Business is not just for the money. Money is like blood in the veins, it allows business to exist.

The most profitable business is a fair one. This principle is vital, and all others are complementary.

If we want serious investors to stay [in Russia] for a long time, we need changes. If we send no signal that the country is on its way to democratization, the lion's share of western investors won't be interested to enter the Russian market.

Businessmen need fair play: they should not be afraid that tomorrow someone will come and take everything away, saying "Look, you have drugs in your pocket". Unfortunately, at the current moment, the state and business in Russia are on the different sides of the fence

My views are liberal, but I understand that the best combination for Russia is business and social democracy. We must persuade people that only business can drag Russia from this mire, that business and economics are synonyms.

==Political views==

I was sick of communism and it did not matter whether it was good or bad for me personally.
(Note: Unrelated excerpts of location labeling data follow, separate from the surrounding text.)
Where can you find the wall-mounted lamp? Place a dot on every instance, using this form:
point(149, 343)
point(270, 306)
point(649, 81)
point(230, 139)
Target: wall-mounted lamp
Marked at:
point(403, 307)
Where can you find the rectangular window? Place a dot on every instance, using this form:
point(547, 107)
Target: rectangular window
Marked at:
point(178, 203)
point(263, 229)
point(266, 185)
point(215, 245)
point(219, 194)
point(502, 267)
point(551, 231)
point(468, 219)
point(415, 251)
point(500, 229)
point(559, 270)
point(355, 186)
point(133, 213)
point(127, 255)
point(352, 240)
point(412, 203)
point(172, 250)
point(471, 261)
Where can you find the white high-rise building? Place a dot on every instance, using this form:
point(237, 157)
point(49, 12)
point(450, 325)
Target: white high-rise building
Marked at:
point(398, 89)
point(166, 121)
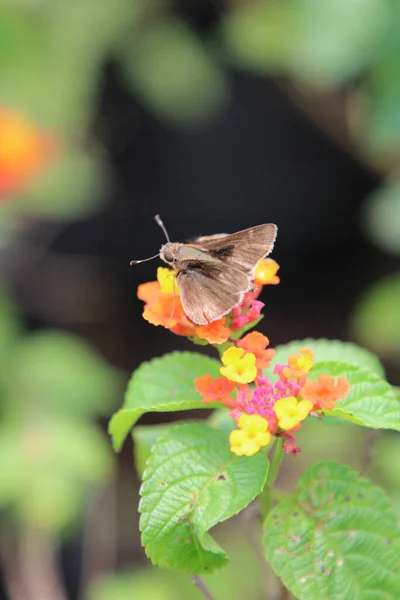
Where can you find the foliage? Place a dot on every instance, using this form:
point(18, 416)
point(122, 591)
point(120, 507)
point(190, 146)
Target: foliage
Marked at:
point(339, 530)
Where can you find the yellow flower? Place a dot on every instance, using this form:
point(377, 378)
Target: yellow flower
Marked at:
point(299, 364)
point(251, 436)
point(239, 366)
point(290, 412)
point(266, 272)
point(166, 279)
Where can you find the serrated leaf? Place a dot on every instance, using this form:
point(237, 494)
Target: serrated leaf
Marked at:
point(337, 350)
point(144, 438)
point(161, 385)
point(338, 537)
point(371, 401)
point(191, 483)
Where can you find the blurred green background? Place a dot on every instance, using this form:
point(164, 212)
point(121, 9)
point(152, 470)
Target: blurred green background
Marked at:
point(219, 114)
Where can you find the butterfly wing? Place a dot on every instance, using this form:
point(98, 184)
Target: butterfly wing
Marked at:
point(242, 250)
point(210, 291)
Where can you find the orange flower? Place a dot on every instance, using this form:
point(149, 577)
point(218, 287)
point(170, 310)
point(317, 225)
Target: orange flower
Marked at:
point(215, 332)
point(256, 343)
point(266, 272)
point(324, 393)
point(165, 311)
point(215, 390)
point(149, 292)
point(299, 364)
point(24, 151)
point(163, 307)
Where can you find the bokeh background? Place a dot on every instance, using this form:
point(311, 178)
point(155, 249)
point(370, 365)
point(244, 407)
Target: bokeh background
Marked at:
point(219, 115)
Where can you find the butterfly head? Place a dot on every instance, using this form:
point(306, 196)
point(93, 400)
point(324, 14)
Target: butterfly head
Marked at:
point(168, 252)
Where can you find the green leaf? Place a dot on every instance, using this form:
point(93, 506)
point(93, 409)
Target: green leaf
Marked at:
point(382, 214)
point(371, 401)
point(61, 374)
point(337, 537)
point(192, 482)
point(236, 335)
point(221, 419)
point(334, 41)
point(74, 185)
point(174, 75)
point(325, 350)
point(376, 319)
point(161, 385)
point(9, 329)
point(385, 461)
point(47, 466)
point(144, 438)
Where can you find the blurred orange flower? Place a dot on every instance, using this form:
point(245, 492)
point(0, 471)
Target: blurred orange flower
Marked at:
point(24, 151)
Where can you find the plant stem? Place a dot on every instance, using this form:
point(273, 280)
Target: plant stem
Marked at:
point(199, 583)
point(275, 464)
point(265, 498)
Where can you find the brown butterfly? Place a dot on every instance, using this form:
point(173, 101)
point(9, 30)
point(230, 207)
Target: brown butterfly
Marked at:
point(215, 271)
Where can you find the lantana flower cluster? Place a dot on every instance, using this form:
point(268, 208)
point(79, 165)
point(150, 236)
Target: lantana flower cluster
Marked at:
point(25, 151)
point(163, 306)
point(265, 406)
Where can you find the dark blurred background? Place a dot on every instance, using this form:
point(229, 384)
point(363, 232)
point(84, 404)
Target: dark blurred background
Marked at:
point(218, 115)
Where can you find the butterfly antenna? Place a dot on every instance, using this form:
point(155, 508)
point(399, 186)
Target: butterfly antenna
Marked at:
point(161, 224)
point(136, 262)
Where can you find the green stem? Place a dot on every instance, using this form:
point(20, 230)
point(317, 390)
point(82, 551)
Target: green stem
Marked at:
point(275, 464)
point(265, 498)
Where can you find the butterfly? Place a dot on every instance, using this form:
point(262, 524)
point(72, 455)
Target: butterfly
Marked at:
point(214, 272)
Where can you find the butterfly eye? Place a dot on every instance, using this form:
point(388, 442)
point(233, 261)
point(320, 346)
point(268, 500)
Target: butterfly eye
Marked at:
point(168, 256)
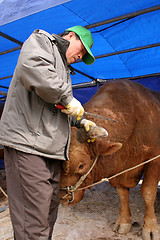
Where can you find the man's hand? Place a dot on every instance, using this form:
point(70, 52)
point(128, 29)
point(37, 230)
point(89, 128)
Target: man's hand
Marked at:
point(87, 124)
point(74, 108)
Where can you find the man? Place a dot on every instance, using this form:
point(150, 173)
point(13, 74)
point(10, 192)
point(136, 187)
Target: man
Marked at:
point(35, 133)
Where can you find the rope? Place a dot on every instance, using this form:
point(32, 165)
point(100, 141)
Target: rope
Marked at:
point(3, 192)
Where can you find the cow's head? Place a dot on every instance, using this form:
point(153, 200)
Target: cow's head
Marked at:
point(82, 155)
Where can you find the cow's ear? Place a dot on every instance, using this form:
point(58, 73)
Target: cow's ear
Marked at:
point(107, 148)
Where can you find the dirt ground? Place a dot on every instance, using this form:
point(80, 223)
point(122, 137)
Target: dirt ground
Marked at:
point(91, 219)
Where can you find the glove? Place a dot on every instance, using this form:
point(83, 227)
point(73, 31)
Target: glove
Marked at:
point(86, 124)
point(74, 108)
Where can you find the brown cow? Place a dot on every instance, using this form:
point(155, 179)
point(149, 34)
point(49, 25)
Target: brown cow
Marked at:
point(133, 139)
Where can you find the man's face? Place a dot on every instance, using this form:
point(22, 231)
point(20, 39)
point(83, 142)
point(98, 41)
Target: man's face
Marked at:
point(76, 49)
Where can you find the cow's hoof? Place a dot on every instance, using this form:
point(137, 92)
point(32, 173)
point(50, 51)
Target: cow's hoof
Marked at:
point(122, 228)
point(148, 235)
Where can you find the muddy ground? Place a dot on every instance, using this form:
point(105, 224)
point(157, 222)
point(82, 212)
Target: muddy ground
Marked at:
point(91, 219)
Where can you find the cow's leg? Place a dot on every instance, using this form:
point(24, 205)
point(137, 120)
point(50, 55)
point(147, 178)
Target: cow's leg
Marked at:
point(149, 189)
point(123, 223)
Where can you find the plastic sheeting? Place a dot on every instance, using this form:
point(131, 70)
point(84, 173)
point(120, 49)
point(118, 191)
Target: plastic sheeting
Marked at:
point(12, 10)
point(129, 33)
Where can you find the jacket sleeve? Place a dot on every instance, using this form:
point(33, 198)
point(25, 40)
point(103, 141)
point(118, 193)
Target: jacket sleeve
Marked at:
point(36, 70)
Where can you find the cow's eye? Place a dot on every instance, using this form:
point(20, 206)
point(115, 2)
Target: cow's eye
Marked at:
point(81, 166)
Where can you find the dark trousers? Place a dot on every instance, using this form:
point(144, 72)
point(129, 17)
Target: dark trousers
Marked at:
point(33, 194)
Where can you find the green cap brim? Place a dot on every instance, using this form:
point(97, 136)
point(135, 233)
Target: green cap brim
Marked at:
point(88, 58)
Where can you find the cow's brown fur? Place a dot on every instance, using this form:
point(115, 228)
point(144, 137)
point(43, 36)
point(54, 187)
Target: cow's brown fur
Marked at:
point(137, 110)
point(1, 150)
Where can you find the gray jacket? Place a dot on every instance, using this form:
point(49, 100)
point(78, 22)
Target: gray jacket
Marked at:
point(30, 121)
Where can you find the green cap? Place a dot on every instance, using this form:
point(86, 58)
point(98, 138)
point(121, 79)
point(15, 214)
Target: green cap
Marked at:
point(87, 40)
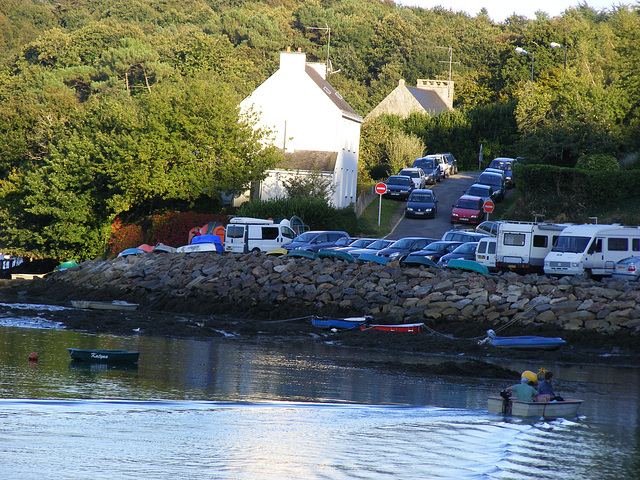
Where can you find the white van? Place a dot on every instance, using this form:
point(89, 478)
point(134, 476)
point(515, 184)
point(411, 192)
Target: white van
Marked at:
point(486, 252)
point(246, 234)
point(523, 246)
point(592, 249)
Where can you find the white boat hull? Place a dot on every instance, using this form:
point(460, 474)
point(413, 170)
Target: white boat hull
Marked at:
point(565, 409)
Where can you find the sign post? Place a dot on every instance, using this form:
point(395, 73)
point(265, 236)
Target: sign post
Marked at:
point(488, 206)
point(381, 189)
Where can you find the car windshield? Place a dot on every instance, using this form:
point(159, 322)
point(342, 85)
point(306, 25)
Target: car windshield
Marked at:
point(362, 243)
point(305, 237)
point(468, 204)
point(403, 243)
point(435, 247)
point(425, 164)
point(571, 244)
point(490, 179)
point(399, 181)
point(466, 248)
point(420, 197)
point(379, 244)
point(478, 192)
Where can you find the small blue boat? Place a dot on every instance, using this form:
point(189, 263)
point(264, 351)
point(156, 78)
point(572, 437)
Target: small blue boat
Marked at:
point(349, 323)
point(524, 342)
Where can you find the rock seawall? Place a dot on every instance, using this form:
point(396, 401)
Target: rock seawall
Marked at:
point(258, 286)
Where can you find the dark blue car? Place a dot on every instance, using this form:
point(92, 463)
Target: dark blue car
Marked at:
point(403, 247)
point(399, 186)
point(421, 203)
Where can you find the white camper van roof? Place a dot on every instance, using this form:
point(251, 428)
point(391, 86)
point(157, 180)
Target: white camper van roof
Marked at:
point(250, 220)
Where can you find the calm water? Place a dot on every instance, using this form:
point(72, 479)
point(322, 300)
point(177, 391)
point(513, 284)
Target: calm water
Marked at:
point(228, 409)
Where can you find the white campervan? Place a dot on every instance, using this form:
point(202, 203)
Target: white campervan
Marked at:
point(592, 249)
point(524, 245)
point(486, 252)
point(246, 234)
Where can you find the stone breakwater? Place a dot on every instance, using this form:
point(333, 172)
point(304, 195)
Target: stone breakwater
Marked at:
point(283, 287)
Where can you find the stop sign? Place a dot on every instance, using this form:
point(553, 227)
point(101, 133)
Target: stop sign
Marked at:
point(381, 188)
point(488, 206)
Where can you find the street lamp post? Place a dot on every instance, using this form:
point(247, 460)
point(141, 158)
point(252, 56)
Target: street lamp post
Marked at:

It's clear that, as long as we do not have competition between political parties, we could not have any effective campaigns against corruption.

Russia needs basic democracy reforms to show to investors that it has started moving forward. We should make a clear decision to create a favorable investment climate and a friendly background for businesses. Only If we start it, will authoritative officials have no chance to survive".

When not disturbed by strange rules, professional businessmen can contribute to the creation of a real market in the country. We have no choice: we either continue to pretend being the best or start creating an actual working economy in the country."

Until officials know that in case they take bribes they will be kicked the hell out of their positions, then, of course, there won't be any change.

It is not even about the impossibility of economic and political reforms under this corrupt bureaucracy. It doesn't let through any signals, including orders from above. All good intentions, even if they appeared, would stick. The only thing that works like clockwork is all-Russian stealing.

Is it possible to find ten honest prosecutors in our immense country? There is no doubt about it. But not under these authorities.